L’iniziativa dell’organo di autogoverno ha un peso tutt’altro che marginale. Si tratta infatti della prima pratica a tutela deliberata in plenum da cinque anni a questa parte. Una decisione, se non proprio storica, degna di essere colta quanto meno come un segnale. Nel senso che si riconosce la maggiore pericolosità, per i magistrati, delle contestazioni rivolte in ambito civilistico, in particolare nelle procedure fallimentari, rispetto a minacce e insulti urlati alla lettura delle sentenze penali. I fatti legati alla messa all’asta della casa di Sergio Bramini e allo sfratto, contestatissimo da politica e media, ordinato dal giudice Romito, preoccupano il Csm più di quel «ti aspettiamo fuori» rivolto al giudice di Avellino Luigi Buono dopo la sentenza sulla strage del bus l’ 11 gennaio scorso.
Non c’è da sorprendersi. Il Csm è in allerta perché con fallimenti ed esecuzioni immobiliari si rischia la vita. E purtroppo in qualche caso la si perde. La strage del 2015 in Tribunale a Milano lo dimostra. Esattamente 4 anni fa, il 9 aprile, l’immobiliarista Claudio Giardiello uccise il giudice fallimentare Fernando Ciampi, l’avvocato Lorenzo Claris Appiani e Giorgio Erba, suo coimputato in un procedimento per bancarotta. Al Tribunale di Perugia, nel settembre 2015, un uomo armato di coltello tentò di colpire una giudice e venne fermato all’ultimo istante da un altro magistrato. Finora il Csm ha tenuto un profilo prudente sulle pratiche a tutela istruite dalla prima commissione. Pratiche che, per inciso, non hanno conseguenze penali neppure indirette né per l’anchorman che va sopra le righe né per i leader politici che parlano di «vergogna» a proposito di scarcerazioni o sentenze “troppo” lievi. Si tratta di deliberati che, anche se votati in plenum, hanno solo valore morale. Ma seppur nei limiti previsti dall’ordinamento, il Csm non intende più scherzare.

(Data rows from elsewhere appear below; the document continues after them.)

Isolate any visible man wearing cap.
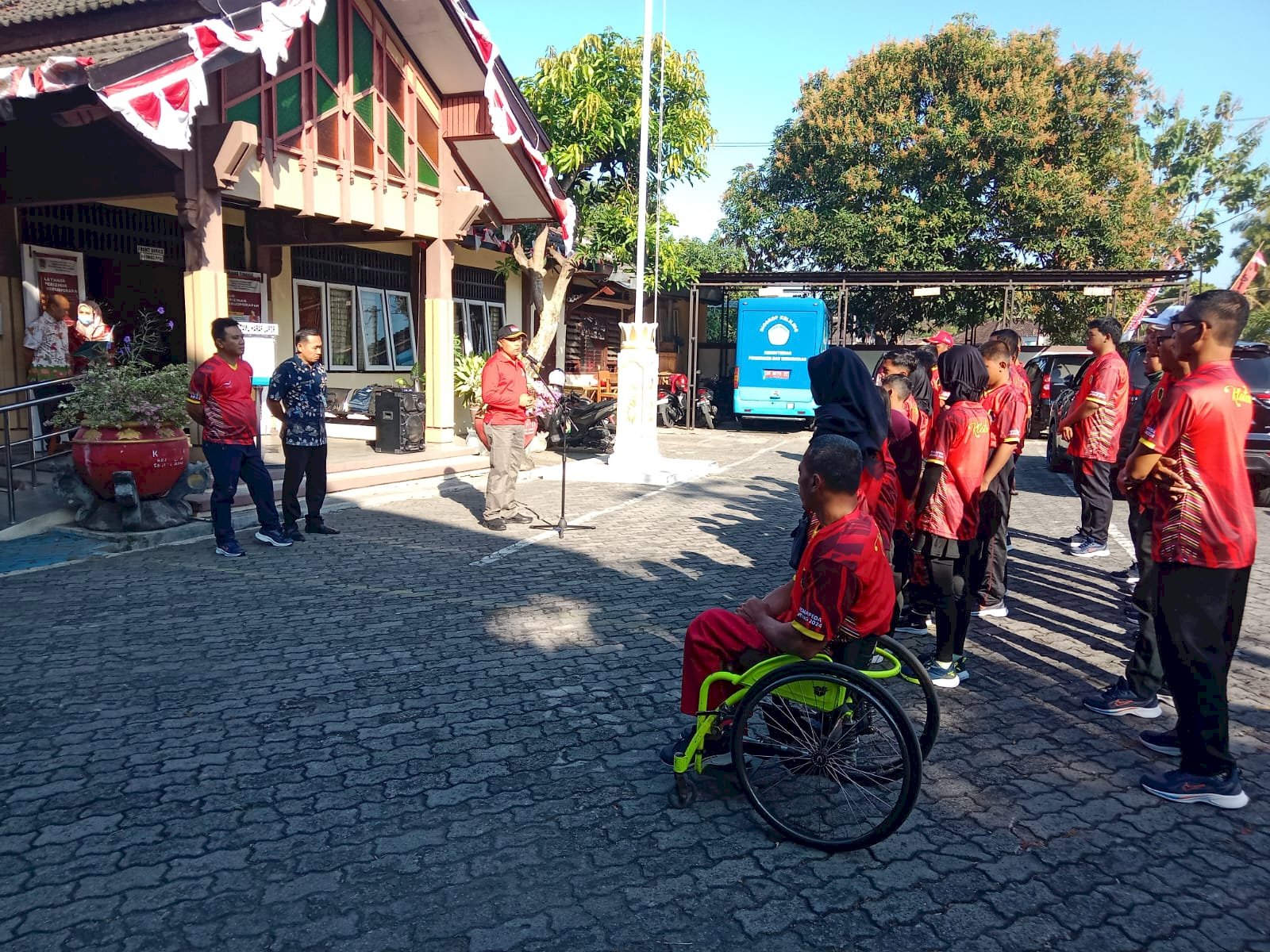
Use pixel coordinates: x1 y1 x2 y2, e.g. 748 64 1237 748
926 330 956 419
480 324 533 532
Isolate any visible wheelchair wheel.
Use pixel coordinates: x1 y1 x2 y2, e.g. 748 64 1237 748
865 636 940 760
732 662 922 852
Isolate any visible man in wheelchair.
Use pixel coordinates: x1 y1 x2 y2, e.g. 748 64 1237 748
660 434 895 764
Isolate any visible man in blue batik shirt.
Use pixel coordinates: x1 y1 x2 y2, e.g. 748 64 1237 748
268 328 339 542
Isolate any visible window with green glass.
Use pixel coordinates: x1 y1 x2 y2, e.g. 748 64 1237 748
275 72 303 136
353 95 375 132
318 74 339 116
225 93 260 129
389 113 405 170
414 150 441 188
353 13 375 93
314 4 340 83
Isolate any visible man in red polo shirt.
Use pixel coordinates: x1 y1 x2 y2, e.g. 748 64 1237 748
969 340 1026 618
1122 290 1257 810
662 433 895 764
913 345 992 688
480 324 533 532
1058 317 1129 559
186 317 291 559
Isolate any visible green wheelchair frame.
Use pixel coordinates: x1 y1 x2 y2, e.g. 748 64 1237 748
671 637 938 850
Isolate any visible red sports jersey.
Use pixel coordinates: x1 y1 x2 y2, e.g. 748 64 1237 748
917 400 992 542
1141 360 1257 569
979 382 1027 449
1067 351 1129 463
188 354 258 446
785 508 895 643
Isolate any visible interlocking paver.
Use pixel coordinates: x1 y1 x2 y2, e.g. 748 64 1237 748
0 432 1270 952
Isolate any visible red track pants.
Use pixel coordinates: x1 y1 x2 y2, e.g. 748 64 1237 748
679 608 773 715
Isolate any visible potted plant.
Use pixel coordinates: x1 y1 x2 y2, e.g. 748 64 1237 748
53 360 189 499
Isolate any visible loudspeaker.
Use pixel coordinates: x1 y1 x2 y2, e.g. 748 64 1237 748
375 390 423 453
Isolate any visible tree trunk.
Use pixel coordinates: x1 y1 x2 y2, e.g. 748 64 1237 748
512 226 578 370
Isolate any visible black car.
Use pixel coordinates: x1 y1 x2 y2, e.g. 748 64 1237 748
1024 347 1090 440
1045 343 1270 505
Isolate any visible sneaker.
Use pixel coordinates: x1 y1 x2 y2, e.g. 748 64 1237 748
895 614 926 635
658 727 732 766
1081 678 1160 720
1138 727 1183 757
1141 766 1249 810
926 658 961 688
970 599 1010 618
1072 538 1111 559
256 529 291 548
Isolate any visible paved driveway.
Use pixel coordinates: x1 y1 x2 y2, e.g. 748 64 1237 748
0 432 1270 952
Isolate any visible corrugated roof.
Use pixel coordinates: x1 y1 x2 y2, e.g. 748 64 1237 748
0 0 163 27
0 21 182 68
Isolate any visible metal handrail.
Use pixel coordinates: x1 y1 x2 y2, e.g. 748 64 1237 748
0 374 84 525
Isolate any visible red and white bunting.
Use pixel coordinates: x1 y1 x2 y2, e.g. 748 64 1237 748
449 0 578 254
0 56 93 99
1230 248 1266 294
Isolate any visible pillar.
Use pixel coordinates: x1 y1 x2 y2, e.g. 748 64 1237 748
423 239 455 443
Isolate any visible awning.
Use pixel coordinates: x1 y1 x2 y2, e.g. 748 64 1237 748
0 0 576 251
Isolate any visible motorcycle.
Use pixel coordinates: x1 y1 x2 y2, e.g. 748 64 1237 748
656 373 719 430
538 393 618 453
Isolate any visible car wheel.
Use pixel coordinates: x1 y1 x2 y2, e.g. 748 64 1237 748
1253 476 1270 506
1045 427 1071 472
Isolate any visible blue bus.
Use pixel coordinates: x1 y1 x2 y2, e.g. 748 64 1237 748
733 297 828 425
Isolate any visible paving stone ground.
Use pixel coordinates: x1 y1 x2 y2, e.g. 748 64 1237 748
0 432 1270 952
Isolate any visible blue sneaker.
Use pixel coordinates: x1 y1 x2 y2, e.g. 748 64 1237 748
1071 538 1111 559
926 658 961 688
256 529 294 548
1141 766 1249 810
1081 678 1160 719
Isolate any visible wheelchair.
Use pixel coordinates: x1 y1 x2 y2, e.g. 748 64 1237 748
671 637 940 852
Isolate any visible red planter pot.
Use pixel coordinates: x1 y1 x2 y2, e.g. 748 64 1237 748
71 423 189 499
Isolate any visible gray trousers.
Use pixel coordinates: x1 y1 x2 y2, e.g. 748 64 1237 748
1124 500 1164 697
484 423 525 520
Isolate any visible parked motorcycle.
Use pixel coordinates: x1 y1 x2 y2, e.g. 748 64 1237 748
538 393 618 453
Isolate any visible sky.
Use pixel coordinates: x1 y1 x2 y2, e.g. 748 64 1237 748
472 0 1270 286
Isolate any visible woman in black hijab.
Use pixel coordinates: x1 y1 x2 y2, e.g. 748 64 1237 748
913 345 989 688
790 347 894 569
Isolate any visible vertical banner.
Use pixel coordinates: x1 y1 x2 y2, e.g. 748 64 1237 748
20 245 85 334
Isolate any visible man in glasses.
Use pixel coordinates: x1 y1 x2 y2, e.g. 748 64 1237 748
1058 317 1129 559
1122 290 1256 810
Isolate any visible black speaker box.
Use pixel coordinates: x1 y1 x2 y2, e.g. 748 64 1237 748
375 390 423 453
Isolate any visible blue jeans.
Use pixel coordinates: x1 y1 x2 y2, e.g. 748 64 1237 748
203 443 282 546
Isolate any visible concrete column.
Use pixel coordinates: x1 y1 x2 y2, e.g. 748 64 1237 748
423 239 455 443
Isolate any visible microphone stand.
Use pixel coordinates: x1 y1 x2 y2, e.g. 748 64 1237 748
525 354 595 538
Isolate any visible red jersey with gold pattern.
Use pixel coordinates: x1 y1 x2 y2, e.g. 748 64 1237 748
783 508 895 643
187 354 258 446
917 400 992 542
1141 360 1257 569
979 381 1027 449
1067 351 1129 463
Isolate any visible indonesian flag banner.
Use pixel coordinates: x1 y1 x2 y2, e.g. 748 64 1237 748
1230 248 1266 294
449 0 578 254
98 0 326 151
1120 251 1183 340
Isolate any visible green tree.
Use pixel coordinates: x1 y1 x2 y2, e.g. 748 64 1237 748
513 30 715 358
719 17 1265 336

In realtà la maggioranza dei togati e gli stessi consiglieri laici sono determinati a non soprassedere più anche col resto. Ma è significativo il fatto che la prima “pratica a tutela” degli ultimi cinque anni riguardi un’ordinanza di sfratto. Segnala che la magistratura non intende tollerare situazioni particolarmente a rischio, ma anche che attende da media e politica maggiore continenza in casi forse meno pericolosi ma comunque allarmanti.
La pratica a tutela del giudice Romito era stata avviata già nel corso della precedente consiliatura dai togati Nicola Clivio e Claudio Galoppi. L’ha istruita la prima commissione, come da regolamento interno. In plenum ne è stato relatore il consigliere di Unicoist Luigi Spina, promotore anche di una delibera a tutela dell’intera magistratura che la prima commissione ha tuttora in esame. Gli inseguimenti compiuti l’anno scorso dalle “Iene” nei confronti del giudice civile di Monza, costretto persino a rifugiarsi in un portone, si sono sommate alla «reiterazione» e all’ «insistenza» delle «notizie infondate e parziali propinate all’opinione pubblica sulla vicenda». Secondo la delibera, la campagna in favore di Sergio Bramini si è tradotta in «comportamenti lesivi del prestigio della giurisdizione». E tali condotte hanno costituto «la premessa ed il substrato di ulteriori comportamenti, probabilmente ancor più gravi». La situazione insomma avrebbe potuto degenerare. Nel documento approvato in plenum si parla apertamente di «campagna di stampa ingiustificata ed alimentata ad arte, che ha considerato solo le rumorose proteste del debitore esecutato, omettendo del tutto di valutare i contrapposti interessi dei creditori».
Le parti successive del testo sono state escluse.